Bilim insanları, zehirli bir otu sodyum iyon piller için yüksek dereceli anot malzemesine dönüştürdü. Araştırmacılara göre bu malzeme, güneş ve rüzgar santralleri gibi kompakt boyutun çok önemli olmadığı kullanımlar için lityum iyon pillere göre daha ucuz bir alternatif oluşturuyor.
Türkçe’de tavşancıl ya da koçuk olarak bilinen ve bilimsel adı Heracleum Sosnowskyi (Sosnowsky’s hogweed) olan yaban otu ciddi cilt yanıklarına neden olan bir bitki olarak biliniyor. Başlangıçta deneysel bir yem bitkisi olarak Kafkasya’dan Rusya’ya ithal edilen ve hızla kontrolden çıkan bitki, Skoltech araştırmacılarının tahminlerine göre, 21. yüzyılın ortalarında ülkenin tüm Avrupa kısmına yayılma tehdidinde bulunuyor. Geçtiğimiz günlerde Moskova Devlet Üniversitesi (Moscow State University /MSU) ve Skoltech’ten araştırmacılar, bu zehirli yabani otu sodyum iyon piller için yüksek dereceli anot malzemesine dönüştürdü. Araştırmacılara göre bunlar, güneş ve rüzgar santralleri gibi kompakt boyutun çok önemli olmadığı kullanımlar için lityum iyon pillere göre daha ucuz bir alternatif. Çalışmaya ilişkin makale MDPI’da yayımlandı.
Yayımlanan makaleye göre sodyum iyon pil teknolojisi, lityum iyon sonrası ortamda hızla gelişiyor. Çalışılan anot malzemelerinin çeşitliliği arasında, elektrokimyasal performansları ve göreceli üretim kolaylığı nedeniyle sert karbonlar gerçekçi adaylar gibi görünüyor.

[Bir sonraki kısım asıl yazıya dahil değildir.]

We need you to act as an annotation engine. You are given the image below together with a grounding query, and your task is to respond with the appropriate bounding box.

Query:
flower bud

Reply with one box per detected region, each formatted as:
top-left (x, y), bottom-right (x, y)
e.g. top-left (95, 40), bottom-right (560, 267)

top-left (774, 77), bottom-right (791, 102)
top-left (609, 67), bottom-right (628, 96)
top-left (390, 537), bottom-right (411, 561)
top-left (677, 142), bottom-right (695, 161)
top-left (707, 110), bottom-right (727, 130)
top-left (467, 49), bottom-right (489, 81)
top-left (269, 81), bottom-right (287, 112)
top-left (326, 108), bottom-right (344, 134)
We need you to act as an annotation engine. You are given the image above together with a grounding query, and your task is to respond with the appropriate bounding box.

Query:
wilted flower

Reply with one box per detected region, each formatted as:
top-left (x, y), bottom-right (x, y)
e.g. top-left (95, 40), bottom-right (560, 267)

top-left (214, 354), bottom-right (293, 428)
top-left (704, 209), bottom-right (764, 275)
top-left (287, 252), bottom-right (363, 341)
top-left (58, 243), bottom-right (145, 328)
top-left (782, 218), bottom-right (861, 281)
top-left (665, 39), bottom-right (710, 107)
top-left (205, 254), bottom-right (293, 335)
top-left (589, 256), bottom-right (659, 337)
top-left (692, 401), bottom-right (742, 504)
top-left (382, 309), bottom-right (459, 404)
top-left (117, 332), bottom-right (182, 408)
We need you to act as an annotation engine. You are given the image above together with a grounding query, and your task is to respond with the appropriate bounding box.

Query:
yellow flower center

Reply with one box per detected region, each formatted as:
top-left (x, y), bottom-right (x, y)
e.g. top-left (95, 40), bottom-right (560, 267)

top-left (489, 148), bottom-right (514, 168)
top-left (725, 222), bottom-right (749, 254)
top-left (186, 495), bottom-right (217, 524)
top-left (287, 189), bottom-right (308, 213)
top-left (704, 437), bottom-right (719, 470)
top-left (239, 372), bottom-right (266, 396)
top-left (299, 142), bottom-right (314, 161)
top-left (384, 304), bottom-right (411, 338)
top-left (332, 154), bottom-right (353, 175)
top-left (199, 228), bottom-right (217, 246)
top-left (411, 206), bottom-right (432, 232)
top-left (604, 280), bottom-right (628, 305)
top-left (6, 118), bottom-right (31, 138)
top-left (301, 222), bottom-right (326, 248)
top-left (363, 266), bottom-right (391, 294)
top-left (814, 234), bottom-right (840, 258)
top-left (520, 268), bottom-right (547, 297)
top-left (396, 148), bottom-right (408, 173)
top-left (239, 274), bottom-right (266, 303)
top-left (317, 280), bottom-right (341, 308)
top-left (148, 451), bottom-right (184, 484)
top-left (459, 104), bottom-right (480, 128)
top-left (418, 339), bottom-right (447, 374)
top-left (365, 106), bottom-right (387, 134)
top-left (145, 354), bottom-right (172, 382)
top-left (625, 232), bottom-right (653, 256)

Ancak bir pil lityum iyonları yerine sodyum iyonları kullanıyorsa, katot ve anotta tamamen farklı malzemelerin kullanılması gerekir. Kısa süre önce, Skoltech araştırmacıları olağanüstü özelliklere sahip bir katot malzemesi önerdiler.
Çalışma kapsamında ilk kez, insanlar için tehlikeli ve cilt yanıklarına neden olabilen ancak kısa sürede büyük miktarda yeşil biyokütle üreten oldukça istilacı bir bitki olan Heracleum sosnowskyi’den sert karbonlar elde edildi. MSU-Skoltech ekibi tarafından üretilen sert karbon, diğer ham maddelerden sentezlenen sert karbonlar için bildirilen en iyi sonuçlarla aynı olan %87’lik bir *Coulombic verimliliği sergiledi. Bu özellik, bir malzemenin, pile gerçekten zarar veren istenmeyen geri dönüşü olmayan ikincil süreçlerde boşa harcamadan enerjiyi ne kadar iyi depoladığını yansıtıyor.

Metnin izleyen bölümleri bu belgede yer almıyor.